De La Rue has been linked to several controversies in India during the decades it did active business with the government. Mayaram is in trouble over developments dating back to 2012, by which time De La Rue was already in the crosshairs of agencies like the Central Vigilance Commission (CVC). A year previously, in 2011, it was at the centre of a controversy over consignments of its banknote paper headed for India failing quality parameters.

Arvind Mayaram

On September 1, 2017, The Indian Express first reported that a CBI inquiry had been initiated against Mayaram as to why he had given extensions for the supply of colour shift security thread to De La Rue without a tender. That inquiry has now been converted into a formal case — the CBI, in its FIR, has alleged that the extension given to De La Rue was an “illegal” act, and that the UK company did not possess the exclusive India patent that they were meant to work with.

Was this the first time that De La Rue was in the news in India?

Known to very few at that time, De La Rue was first heard about in 1999.

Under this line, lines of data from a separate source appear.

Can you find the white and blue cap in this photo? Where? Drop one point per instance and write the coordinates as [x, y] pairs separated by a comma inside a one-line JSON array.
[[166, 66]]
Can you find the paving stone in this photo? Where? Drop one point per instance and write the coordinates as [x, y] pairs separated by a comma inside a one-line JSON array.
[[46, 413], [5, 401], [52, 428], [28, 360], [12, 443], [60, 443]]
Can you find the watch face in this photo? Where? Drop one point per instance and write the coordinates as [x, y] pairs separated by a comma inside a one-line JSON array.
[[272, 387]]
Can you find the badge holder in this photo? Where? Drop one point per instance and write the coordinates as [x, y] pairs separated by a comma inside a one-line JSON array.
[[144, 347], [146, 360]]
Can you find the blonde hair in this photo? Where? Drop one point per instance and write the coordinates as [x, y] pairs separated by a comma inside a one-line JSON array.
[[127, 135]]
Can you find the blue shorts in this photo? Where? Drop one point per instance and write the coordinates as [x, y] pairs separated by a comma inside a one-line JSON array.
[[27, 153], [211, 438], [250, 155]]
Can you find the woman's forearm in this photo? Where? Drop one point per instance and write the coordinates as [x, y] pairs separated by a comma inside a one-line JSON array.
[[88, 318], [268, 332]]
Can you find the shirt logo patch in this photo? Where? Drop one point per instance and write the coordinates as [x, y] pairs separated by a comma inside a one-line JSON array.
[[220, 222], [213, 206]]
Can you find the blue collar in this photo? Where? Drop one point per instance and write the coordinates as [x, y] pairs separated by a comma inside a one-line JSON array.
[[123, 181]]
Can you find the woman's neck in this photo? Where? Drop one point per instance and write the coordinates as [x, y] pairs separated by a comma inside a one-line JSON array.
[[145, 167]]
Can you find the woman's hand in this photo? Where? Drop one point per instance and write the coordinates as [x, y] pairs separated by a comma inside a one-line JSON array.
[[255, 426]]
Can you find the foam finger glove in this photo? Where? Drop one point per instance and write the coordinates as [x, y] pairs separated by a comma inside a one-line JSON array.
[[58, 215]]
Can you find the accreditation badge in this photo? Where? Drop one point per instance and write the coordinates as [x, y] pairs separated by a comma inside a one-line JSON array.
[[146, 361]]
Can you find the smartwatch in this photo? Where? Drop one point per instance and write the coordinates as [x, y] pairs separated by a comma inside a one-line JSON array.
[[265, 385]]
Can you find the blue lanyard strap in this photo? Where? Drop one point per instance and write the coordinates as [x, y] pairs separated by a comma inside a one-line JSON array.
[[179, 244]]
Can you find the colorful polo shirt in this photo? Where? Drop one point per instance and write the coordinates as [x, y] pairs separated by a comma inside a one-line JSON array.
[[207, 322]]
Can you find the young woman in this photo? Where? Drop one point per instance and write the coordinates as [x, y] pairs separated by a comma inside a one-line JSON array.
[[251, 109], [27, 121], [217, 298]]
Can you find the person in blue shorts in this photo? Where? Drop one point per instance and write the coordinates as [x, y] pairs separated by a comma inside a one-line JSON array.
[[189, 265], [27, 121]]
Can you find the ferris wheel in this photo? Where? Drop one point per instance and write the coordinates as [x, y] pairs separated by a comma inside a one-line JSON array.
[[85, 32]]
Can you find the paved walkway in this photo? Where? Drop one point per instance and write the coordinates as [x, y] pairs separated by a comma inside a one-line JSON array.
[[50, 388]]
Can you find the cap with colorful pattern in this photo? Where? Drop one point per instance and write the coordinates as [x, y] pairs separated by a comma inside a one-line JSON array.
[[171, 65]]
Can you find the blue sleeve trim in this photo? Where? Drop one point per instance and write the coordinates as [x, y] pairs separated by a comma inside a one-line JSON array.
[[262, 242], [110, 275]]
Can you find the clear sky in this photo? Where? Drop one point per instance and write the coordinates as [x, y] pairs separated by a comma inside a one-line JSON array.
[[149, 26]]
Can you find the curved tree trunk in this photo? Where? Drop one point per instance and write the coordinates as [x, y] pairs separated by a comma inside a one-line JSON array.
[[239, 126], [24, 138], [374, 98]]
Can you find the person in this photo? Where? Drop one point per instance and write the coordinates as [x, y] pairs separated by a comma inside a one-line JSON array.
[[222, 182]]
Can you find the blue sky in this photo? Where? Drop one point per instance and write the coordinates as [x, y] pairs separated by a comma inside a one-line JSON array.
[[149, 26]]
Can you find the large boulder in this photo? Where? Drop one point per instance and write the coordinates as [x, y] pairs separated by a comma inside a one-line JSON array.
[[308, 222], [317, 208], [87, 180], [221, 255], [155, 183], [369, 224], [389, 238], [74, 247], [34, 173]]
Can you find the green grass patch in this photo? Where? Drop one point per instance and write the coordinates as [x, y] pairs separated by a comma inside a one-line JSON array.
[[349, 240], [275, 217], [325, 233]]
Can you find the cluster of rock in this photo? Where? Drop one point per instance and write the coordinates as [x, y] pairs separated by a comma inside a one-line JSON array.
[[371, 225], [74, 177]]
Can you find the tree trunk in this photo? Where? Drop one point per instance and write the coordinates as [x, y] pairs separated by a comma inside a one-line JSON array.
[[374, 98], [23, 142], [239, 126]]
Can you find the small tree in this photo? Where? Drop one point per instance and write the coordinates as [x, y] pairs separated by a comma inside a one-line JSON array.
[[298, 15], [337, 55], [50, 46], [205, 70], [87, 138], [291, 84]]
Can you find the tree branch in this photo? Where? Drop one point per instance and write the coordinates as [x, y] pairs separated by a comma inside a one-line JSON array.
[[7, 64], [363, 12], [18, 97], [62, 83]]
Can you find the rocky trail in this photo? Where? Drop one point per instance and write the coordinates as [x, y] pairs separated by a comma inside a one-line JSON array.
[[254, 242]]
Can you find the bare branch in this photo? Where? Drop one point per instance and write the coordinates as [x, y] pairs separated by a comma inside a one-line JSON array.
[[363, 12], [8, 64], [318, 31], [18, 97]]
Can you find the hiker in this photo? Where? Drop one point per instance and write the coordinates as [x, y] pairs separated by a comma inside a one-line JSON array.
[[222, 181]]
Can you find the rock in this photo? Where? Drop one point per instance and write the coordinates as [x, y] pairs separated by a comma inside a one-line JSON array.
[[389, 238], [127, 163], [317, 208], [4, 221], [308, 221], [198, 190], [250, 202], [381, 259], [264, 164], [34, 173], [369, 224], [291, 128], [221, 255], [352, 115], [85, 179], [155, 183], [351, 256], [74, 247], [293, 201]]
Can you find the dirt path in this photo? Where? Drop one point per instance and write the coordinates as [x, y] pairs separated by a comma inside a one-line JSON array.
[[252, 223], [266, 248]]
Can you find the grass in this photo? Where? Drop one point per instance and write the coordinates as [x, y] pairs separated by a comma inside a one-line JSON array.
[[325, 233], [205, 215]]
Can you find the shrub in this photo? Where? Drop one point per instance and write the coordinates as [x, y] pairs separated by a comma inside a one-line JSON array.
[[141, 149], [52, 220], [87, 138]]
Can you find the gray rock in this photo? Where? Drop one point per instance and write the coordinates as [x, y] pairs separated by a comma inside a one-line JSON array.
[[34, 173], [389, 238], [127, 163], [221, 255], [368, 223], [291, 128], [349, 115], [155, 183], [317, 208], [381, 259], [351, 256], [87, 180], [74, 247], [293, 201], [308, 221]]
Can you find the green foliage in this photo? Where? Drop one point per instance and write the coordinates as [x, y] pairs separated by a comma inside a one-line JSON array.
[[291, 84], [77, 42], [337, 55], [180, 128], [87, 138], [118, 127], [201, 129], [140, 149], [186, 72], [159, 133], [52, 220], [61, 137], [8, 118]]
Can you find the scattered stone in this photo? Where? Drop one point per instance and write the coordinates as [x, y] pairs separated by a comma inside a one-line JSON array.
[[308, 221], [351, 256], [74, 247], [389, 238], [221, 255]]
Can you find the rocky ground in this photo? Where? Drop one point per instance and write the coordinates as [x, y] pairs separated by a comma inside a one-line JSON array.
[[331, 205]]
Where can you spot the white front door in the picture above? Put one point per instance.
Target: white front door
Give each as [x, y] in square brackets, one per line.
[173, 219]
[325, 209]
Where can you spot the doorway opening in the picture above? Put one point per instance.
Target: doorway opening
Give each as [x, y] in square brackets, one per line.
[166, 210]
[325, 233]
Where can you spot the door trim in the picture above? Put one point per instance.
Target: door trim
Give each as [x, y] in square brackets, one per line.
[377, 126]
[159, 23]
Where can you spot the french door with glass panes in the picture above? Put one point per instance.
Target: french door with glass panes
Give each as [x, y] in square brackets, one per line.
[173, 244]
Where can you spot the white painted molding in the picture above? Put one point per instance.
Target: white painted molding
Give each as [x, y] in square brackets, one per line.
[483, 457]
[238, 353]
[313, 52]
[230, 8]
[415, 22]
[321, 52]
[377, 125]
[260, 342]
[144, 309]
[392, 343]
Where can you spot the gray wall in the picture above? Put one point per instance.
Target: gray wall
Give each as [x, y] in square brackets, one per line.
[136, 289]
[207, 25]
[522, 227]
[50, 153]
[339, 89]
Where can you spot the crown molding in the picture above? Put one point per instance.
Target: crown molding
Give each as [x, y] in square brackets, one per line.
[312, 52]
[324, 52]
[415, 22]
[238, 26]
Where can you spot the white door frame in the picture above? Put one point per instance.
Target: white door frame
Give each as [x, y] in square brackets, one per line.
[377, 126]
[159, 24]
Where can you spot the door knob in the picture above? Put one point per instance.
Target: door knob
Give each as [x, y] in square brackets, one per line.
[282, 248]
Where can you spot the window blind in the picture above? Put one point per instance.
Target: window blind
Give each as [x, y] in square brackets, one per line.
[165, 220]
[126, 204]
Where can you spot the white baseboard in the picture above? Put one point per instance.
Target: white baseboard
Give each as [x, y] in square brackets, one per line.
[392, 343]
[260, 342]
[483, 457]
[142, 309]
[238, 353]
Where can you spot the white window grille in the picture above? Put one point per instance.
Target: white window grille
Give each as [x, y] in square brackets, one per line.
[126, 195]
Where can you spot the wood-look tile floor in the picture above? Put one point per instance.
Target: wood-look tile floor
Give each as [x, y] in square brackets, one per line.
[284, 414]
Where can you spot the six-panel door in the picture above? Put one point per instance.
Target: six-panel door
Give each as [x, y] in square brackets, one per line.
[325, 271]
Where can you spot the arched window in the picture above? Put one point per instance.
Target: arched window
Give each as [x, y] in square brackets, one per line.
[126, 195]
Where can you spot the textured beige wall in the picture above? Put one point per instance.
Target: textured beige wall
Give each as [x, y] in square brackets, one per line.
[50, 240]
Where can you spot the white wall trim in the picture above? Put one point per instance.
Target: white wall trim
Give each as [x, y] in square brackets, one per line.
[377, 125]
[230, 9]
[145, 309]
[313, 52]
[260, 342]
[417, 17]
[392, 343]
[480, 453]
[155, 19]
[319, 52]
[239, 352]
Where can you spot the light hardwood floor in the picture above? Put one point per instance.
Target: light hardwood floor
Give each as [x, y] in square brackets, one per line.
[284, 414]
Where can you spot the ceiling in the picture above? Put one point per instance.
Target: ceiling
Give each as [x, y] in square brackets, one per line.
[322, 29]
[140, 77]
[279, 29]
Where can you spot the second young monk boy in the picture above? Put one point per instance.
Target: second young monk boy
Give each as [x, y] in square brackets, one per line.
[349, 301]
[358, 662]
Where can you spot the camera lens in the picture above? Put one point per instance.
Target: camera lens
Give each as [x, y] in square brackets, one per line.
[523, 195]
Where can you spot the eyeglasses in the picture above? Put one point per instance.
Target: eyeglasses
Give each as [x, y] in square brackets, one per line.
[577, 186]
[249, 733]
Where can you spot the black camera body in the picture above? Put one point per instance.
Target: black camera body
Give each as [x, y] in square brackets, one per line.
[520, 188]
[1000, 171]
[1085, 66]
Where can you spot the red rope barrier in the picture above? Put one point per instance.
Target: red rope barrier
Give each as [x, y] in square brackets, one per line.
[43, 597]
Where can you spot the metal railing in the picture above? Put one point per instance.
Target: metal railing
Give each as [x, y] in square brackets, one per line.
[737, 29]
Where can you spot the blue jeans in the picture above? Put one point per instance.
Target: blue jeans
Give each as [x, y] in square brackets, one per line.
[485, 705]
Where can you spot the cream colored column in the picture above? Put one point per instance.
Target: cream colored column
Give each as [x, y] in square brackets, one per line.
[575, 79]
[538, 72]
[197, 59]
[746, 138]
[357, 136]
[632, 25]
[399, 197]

Roberto Giori, a major shareholder of its Swiss partner companies, called De La Rue Giori, was among the passengers of the hijacked Indian Airlines flight IC-814. Following the hijack, intelligence circles were agog with speculation about what impact the presence on board of the “currency king” of Switzerland — Giori had dual citizenship of Switzerland and Italy — would have on events.

And were there any reports of wrongdoing by De La Rue for Indian contracts prior to the allegations faced by Arvind Mayaram?

It was in 2010 that De La Rue was embroiled in its first commercial controversy in India, and was subsequently denied security clearance by the Home Ministry for currency paper contracts.

The Indian Express reported on September 21, 2011 that the company itself had informed the Indian government that its internal inquiry had found that some of the watermarked currency paper it had supplied to India had failed quality parameters.

The company also admitted that some of its employees had “falsified” test certificates submitted to the Reserve Bank of India, and that British enforcement agencies had been informed of the incident.

Then finance minister Pranab Mukherjee had ordered an inquiry into the faulty currency paper supplies. Towards the end of 2010, he approved a proposal to suspend supplies from De La Rue. At this stage 2,000 metric tonnes of “faulty” watermarked Indian currency paper was lying in godowns in India and UK.

What was the fallout of this controversy and later, revelations in the 2016 Panama Papers on De La Rue?

With De La Rue, the biggest player in the currency paper and security features import business for India, being blacklisted and denied security clearance in 2010, a war of words began among the company’s competitors. The CVC received bulky complaints (signed by unnamed officials of the Finance Ministry) about other supplier companies as well. The allegations were that other companies such as the French firm Arjo Wiggins, Crane AB of the US, and Louisenthal of Germany, too, had failed tests conducted by the Bharatiya Reserve Bank Note Mudran Private Ltd (BRBNMPL), which signs currency note contracts but had cleared the re-tests in foreign laboratories.

After the publication of the Panama Papers, the RBI had advised the Home Ministry to continue the blacklisting of De La Rue.

What is the status of De La Rue vis-à-vis Indian contracts at present?

Currency paper industry insiders say that for the past several years — and certainly after 2016 — De La Rue has not secured any major Indian contract for supply of currency paper or even security threads and security holograms. In January 2016, a new subsidiary named De La Rue India Private Limited was formed; trade documents show that this company deals with the manufacture of special purpose machinery.

Officials say that De La Rue was frequently attempting to pitch for current and on-going BRBNMPL contracts via this subsidiary company, but the trail of controversies, and the fact that India was trying — and has partly succeeded — in achieving self-reliance in this sensitive sector, stood in the way of its making a fresh breakthrough.